By: Staff Writer
July 11, 2023
The Nicaraguan government has stepped up its assault against the Catholic Church, doubling down on its incarceration of Bishop Rolando José Álvarez Lagos by now cancelling the legal personhood and confiscating the assets of the Sisters of the Fraternity of the Poor Ones of Jesus Christ.
The Daniel Ortega administration is in an all-out war against the Catholic Church in Nicaragua and is stopping at no ends to ensure key religious figures are made to yield to his will.
Patricia Molina, a Nicaraguan lawyer and researcher, who authored the report “Nicaragua: a Persecuted Church?”, which details over 500 attacks against the Church by the regime, gave full account of the Sisters’s run in with the law on her Twitter account.
These attacks come just hours after Bishop Rolando José Álvarez Lagos was released from incarceration, but then arrested again in a strange turn around by the Ortega government.
Bishop Alvarez was sent back to prison last week Wednesday after negotiations between the Nicaraguan bishops and the government of Daniel Ortega broke down, Nicaraguan news sources reported.

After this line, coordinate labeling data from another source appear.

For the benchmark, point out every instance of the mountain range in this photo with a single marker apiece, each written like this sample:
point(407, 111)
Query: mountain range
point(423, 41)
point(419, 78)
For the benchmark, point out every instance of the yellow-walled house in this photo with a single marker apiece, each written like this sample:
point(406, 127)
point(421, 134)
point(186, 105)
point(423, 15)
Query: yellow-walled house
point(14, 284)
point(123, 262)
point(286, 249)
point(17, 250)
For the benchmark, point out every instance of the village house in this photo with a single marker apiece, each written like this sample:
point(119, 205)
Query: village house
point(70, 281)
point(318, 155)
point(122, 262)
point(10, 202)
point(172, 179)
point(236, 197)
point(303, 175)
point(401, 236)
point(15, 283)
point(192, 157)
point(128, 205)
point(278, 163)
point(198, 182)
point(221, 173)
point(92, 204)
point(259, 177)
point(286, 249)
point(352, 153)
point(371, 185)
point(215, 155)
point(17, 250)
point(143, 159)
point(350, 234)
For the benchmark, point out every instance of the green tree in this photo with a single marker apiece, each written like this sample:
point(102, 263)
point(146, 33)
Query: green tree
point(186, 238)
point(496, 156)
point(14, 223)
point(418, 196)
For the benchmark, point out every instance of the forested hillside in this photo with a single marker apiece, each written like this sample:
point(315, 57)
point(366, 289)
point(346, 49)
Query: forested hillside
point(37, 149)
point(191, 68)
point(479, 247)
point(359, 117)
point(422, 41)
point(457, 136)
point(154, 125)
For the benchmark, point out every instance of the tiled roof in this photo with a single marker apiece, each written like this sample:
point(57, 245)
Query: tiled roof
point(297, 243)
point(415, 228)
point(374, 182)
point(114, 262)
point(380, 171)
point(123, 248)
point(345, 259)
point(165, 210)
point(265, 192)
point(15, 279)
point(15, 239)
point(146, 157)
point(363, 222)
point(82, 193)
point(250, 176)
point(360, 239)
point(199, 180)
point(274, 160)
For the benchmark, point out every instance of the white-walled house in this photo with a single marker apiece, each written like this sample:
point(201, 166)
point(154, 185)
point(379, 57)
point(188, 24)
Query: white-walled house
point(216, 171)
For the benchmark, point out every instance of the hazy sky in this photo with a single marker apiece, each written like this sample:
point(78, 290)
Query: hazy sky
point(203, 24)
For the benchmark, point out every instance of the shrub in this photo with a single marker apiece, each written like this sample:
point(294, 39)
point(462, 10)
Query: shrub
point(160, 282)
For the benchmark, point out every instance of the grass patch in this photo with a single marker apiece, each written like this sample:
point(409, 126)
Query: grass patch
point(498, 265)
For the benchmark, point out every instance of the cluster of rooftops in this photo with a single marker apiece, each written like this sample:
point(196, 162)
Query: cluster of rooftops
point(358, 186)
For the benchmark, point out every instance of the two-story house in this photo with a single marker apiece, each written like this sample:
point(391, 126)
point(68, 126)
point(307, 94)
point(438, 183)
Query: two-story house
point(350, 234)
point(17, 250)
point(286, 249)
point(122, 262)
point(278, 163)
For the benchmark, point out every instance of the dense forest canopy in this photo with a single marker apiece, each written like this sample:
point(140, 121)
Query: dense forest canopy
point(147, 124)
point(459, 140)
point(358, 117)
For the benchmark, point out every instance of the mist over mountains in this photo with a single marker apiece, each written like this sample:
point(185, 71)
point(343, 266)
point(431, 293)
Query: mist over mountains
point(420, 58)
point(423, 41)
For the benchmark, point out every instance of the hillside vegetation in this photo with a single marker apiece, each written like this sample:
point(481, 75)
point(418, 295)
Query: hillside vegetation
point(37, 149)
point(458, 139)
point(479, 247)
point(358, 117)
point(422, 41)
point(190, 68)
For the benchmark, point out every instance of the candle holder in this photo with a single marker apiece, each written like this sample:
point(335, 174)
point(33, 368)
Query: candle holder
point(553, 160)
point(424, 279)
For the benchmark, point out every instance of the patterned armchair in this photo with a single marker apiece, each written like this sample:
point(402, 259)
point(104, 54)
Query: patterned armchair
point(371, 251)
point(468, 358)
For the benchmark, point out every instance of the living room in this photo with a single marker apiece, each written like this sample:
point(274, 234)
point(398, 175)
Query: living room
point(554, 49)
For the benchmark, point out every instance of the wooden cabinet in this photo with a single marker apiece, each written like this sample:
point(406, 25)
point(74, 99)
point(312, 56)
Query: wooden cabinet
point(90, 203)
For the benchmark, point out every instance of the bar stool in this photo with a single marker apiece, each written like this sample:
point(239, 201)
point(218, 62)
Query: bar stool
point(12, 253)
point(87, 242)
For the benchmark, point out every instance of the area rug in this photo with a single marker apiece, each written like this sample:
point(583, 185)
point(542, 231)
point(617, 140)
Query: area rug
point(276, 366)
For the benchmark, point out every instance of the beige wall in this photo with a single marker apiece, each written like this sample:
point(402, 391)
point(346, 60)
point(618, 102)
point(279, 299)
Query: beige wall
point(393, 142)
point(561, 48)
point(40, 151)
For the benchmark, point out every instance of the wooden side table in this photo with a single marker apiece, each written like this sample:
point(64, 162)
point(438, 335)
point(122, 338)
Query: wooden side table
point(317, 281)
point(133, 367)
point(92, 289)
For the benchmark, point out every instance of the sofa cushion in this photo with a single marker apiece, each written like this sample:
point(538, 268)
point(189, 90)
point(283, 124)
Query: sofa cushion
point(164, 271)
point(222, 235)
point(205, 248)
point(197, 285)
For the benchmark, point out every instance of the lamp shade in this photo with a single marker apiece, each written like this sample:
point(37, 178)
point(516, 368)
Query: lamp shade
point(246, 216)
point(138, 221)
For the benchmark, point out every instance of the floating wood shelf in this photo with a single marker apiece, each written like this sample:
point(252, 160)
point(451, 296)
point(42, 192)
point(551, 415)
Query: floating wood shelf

According to ACI Prensa, CNA’s Spanish-language news partner, Álvarez, bishop of the Diocese of Matagalpa in Managua, was released on Monday but returned to custody Wednesday, July 5, after he refused to comply with the Ortega regime’s demand that he go into exile.
Following reports from Nicaraguan media and human rights activists that he was released from “Modelo Prison” on Monday night, Álvarez, an outspoken critic of the communist Ortega dictatorship, has been returned to captivity.
Since his Monday release, Álvarez has been sheltered at the headquarters of the Nicaraguan Bishops’ Conference (Conferencia Episcopal de Nicaragua, CEN) in the nation’s capital city Managua, according to Reuters.
The Catholic News Agency reported that the Inter-American Court of Human Rights (IACHR) has demanded that the Nicaraguan government “immediately proceed to release” Alvarez, whom the regime in February sentenced to 26 years and four months in prison for being “a traitor to the homeland.”
In its June 27 ruling, the IACHR also demanded that, while “the necessary administrative procedures for the immediate release” of the bishop are carried out, that Álvarez be guaranteed “decent treatment” with access to health services, adequate food, and contact with relatives and lawyers.
“This order cannot be used to delay the release of the beneficiary,” the court decision specifies.
In its resolution, the IACHR also required the Nicaraguan government to report on the bishop’s situation by July 7 at the latest.
July 7 has passed and Alavrez still remains in Nicaraguan custody.
The Sisters, on the other hand, later tweeted that they have gone to El Salvador to continue their mission to serve the needy.
The rationale used for the decision to seize the convent was that the congregation “failed to comply with its obligations” by not reporting its latest financial statements and because the term of its board of directors had expired in February 2021.
The ministry said that it is now the responsibility of the attorney general’s office to transfer the assets of the congregation, including the convent, to the state.
“The measure adopted against the sisters is arbitrary, to which they now add the confiscation of their real estate,” Molina lamented.
In a statement to ACI Prensa, CNA’s Spanish-language news partner, Molina noted that “the Political Constitution of Nicaragua prohibits confiscation, but it has already become a common practice under the dictatorship, just like in the 1980s.”
The Sisters of the Fraternity of the Poor Ones of Jesus Christ arrived in Nicaragua in 2016 from Brazil, where they were founded by Father Gilson Sobreiro. They are also present in Costa Rica, Guatemala, and El Salvador.
This new attack by the Ortega dictatorship against the women religious took place one year after the regime expelled a group of Missionaries of Charity, the congregation founded by Mother Teresa of Calcutta.
The sisters were received by the Diocese of Tilarán-Liberia in neighboring Costa Rica.